IOS world cancer -MethodSwizzling
November 03, 2017 • iOS
- The object of the Hook
- The most common hook code
- MethodSwizzling flooding under the pitfalls
- Copy parent class methods cause problems
- Switch positions and Swizzling
- Other Hook methods
- When do you need Swizzling
- An example of using language features
- reference
- Thank you for friendship
I don’t know when to start iOS interviews have become very popular asking what Runtime is, so iOSer always starts talking about MethodSwizzling when they hear Runtime. But in fact, if readers pay attention to the Hook principle of C language, they will find that the so-called hooks are tools reserved for us by the designers of the framework or language, rather than some dark technology. MethodSwizzling is actually just a simple and interesting mechanism. However, such a mechanism can always become a panacea in daily life and be used unscrupulously.

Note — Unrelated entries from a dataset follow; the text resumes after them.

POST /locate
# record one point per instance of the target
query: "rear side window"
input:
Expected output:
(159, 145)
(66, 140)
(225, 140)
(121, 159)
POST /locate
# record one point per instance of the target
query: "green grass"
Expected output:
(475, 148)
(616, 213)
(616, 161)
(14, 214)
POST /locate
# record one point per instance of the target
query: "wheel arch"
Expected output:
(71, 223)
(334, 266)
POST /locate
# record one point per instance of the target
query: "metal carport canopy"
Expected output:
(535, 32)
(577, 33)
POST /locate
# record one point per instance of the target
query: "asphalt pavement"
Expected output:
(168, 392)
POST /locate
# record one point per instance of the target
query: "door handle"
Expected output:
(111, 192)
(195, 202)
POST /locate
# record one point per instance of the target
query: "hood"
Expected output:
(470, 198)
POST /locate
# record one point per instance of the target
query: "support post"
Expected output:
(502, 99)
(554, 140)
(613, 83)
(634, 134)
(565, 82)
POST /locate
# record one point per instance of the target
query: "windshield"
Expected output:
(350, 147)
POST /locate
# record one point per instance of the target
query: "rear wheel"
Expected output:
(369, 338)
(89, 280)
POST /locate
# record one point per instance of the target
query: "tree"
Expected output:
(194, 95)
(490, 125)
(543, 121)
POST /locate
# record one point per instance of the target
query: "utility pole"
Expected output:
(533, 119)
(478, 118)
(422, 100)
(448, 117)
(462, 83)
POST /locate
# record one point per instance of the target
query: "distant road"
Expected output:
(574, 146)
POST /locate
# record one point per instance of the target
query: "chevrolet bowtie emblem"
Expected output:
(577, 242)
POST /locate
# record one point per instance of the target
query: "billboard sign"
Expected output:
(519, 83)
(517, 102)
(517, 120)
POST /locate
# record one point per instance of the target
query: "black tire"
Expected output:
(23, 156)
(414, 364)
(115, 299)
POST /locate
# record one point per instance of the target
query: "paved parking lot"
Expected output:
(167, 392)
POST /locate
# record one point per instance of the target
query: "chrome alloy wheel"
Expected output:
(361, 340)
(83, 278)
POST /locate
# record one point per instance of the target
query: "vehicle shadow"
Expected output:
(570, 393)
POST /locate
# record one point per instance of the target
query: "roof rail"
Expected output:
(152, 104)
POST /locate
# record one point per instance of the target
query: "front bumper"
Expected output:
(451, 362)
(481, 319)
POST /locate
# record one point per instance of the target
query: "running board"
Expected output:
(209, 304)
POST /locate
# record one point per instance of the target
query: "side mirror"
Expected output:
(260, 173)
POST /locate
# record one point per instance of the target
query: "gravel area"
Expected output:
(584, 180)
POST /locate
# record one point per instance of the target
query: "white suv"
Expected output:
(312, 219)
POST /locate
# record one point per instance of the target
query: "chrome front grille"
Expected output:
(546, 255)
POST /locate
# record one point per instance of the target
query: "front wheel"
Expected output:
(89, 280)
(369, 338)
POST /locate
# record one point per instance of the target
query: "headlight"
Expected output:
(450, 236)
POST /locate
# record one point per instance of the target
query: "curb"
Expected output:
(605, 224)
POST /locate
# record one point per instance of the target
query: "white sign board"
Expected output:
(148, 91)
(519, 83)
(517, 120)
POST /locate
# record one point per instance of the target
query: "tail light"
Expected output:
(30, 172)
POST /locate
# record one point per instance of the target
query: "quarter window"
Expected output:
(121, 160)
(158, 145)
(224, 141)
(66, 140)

Many iOS projects are not robust enough in the initial architecture design and poor scalability in the later stage. IOSer came up with MethodSwizzling, a weapon that would hook a normal method into a project, causing the quality of the project to become unmanageable. I used to love abusing MethodSwizzling on projects, but I didn’t realize how dangerous this bad practice was until I stepped in the hole. Only then did I understand that learning a mechanism requires a deep understanding of the design of the mechanism, rather than following the trend of abuse and bringing bad consequences. And then there’s this article.
The object of the Hook
There are two common hook objects on iOS platform:
- C/C++ functions
- Objective-C method
For C/C+ + hook, the fishhook framework of Facebook can be used as a common way. For specific principles, you can refer to the book Mac OS X & iOS for in-depth understanding. You may be more familiar with Objective-C Methods, and this article will only discuss them.
The most common hook code
I believe many of you have used the JRSwizzle library, or have seen nshipster.cn/method-swiz… In the post. The above code is simplified as follows.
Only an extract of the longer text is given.